– Вы были женаты? – спросил Ханна.
– Да. Когда мне было девятнадцать, родители свели меня с девушкой, которую я никогда раньше не видел, и я покорно зачал сына. – Он посмотрел на Ханну мягким, задумчивым взглядом раскосых глаз. – Вы, наверное, выросли в гораздо более свободной обстановке.
– Как бы не так! – рассмеялась Ханна. – Мой отец был старше моей матери на двадцать семь лет. Бабушка и дедушка ее ему продали. Не буквально, но по сути именно так. Она рано овдовела, у нее был маленький сын, а магазин тканей деда оказался на грани банкротства.
И поэтому пришлось принять предложение старого Билкеса, крупного банкира, финансирующего Дрогобычские соляные копи. Та еще получилась парочка – умный бизнесмен и молодая активистка за права женщин, сионистка, маленькая, незаметная, некрасивая, но очаровательно одухотворенная. Так и появилась я, дитя лисы и соловья, – одним словом, законнорожденный бастард.
– Но развивались вы исключительно по примеру матери, – заключил Нью-Ланг.

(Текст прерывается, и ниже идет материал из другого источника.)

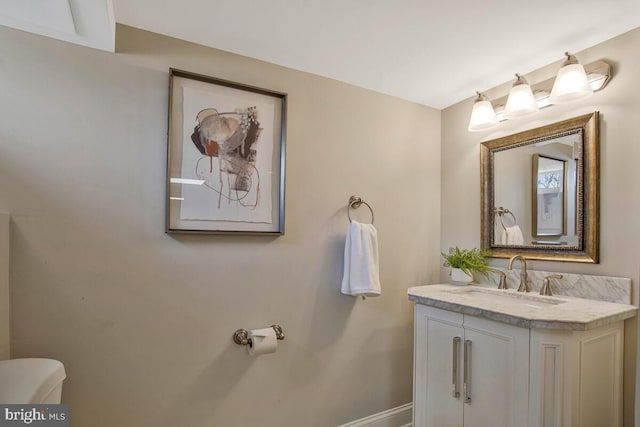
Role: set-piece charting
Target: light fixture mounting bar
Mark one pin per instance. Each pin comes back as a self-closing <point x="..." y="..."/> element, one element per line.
<point x="598" y="74"/>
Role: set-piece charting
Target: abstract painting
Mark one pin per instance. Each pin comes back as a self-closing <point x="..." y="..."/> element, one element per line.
<point x="225" y="157"/>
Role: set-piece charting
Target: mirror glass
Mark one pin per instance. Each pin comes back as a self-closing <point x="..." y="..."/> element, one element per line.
<point x="540" y="192"/>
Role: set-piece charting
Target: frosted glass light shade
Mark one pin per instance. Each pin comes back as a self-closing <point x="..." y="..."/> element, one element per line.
<point x="520" y="101"/>
<point x="483" y="116"/>
<point x="570" y="85"/>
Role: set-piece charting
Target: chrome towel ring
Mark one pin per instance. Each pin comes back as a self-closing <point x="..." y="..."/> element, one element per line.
<point x="355" y="202"/>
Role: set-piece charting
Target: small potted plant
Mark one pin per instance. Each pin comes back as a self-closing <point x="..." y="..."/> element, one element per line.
<point x="464" y="262"/>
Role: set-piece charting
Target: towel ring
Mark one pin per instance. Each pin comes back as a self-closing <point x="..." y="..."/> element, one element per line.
<point x="355" y="202"/>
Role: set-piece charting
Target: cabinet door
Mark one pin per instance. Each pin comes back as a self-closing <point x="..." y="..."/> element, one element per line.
<point x="497" y="372"/>
<point x="437" y="359"/>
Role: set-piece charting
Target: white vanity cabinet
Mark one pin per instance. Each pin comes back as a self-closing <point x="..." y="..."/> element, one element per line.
<point x="576" y="377"/>
<point x="469" y="371"/>
<point x="489" y="358"/>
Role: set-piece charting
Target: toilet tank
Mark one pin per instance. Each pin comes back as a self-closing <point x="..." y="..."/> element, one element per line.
<point x="34" y="381"/>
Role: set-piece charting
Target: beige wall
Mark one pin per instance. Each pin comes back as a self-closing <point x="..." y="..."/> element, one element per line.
<point x="4" y="287"/>
<point x="619" y="106"/>
<point x="142" y="320"/>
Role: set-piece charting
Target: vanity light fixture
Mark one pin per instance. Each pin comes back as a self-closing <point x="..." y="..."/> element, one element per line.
<point x="571" y="83"/>
<point x="483" y="116"/>
<point x="598" y="76"/>
<point x="521" y="101"/>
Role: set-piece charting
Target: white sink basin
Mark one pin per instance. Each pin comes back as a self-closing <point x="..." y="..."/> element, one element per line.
<point x="36" y="381"/>
<point x="509" y="297"/>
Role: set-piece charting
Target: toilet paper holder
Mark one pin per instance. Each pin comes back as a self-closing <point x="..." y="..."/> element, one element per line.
<point x="241" y="336"/>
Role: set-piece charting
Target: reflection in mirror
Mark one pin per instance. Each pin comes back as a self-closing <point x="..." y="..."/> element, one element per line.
<point x="540" y="192"/>
<point x="549" y="199"/>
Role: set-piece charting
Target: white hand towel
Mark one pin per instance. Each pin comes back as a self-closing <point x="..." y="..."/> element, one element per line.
<point x="503" y="237"/>
<point x="514" y="235"/>
<point x="361" y="269"/>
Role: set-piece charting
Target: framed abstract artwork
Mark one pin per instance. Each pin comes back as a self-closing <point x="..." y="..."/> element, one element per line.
<point x="225" y="157"/>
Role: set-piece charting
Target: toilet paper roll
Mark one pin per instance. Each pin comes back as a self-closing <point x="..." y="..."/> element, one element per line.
<point x="262" y="341"/>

– По примеру матери и вопреки отцу, – подтвердила Ханна. – Брак оказался крайне несчастливым. Когда мне было восемь, я шокировала приличное общество, сказав: «Я хочу, чтобы мама с папой развелись».
– Где сейчас ваши родители? – спросил Нью-Ланг.
– Мертвы, – ответила Ханна. – А брат живет в Палестине. Он объяснил мне теорию Дарвина, когда мне было девять. Одно из лучших воспоминаний.
– Вы не состоите в партии?
– Нет. Но я политическая эмигрантка. Опубликовала слишком много стихотворений о стремлениях народа и красных флагах.
– Когда? И где?
– Последние несколько лет. В основном, в Вене.
– Хотел бы я почитать ваши стихи.
– Не стоит. Они мне больше не нравятся. Один критик справедливо заметил: «Больше темперамента, чем жизни».
– Долго вы жили в Вене?
– Со студенчества. У меня были неразрешимые разногласия с отцом, и я просто не вернулась обратно в Польшу. У Маркуса Герцфельда получилось похоже. Мы проводили время в венских кофейнях – все интеллектуалы левого толка. Там был и Джордж Монтини, который состоит теперь в австрийском Коминтерне. Возможно, вы его знаете.
– Поверхностно, – подтвердил Нью-Ланг.
– Раньше он коммунистом не был, – сказала Ханна. – Он напоминал мне Ницше. Кстати: у вас в китайской философии есть столь же поэтичный человеконенавистник?
– Пожалуй, нет, – задумался Нью-Ланг. – Но у нас есть китайский Эпикур, Ян Чжу, живший за триста лет до нашей эры. По его учению, ценность жизни заключается в красоте, музыке, элегантности и комфорте. Официально моя семья придерживается конфуцианства, но мой двоюродный дедушка Минг-Тьен, очень успешный поэт и чиновник, на самом деле был его последователем. Он умер от опиума.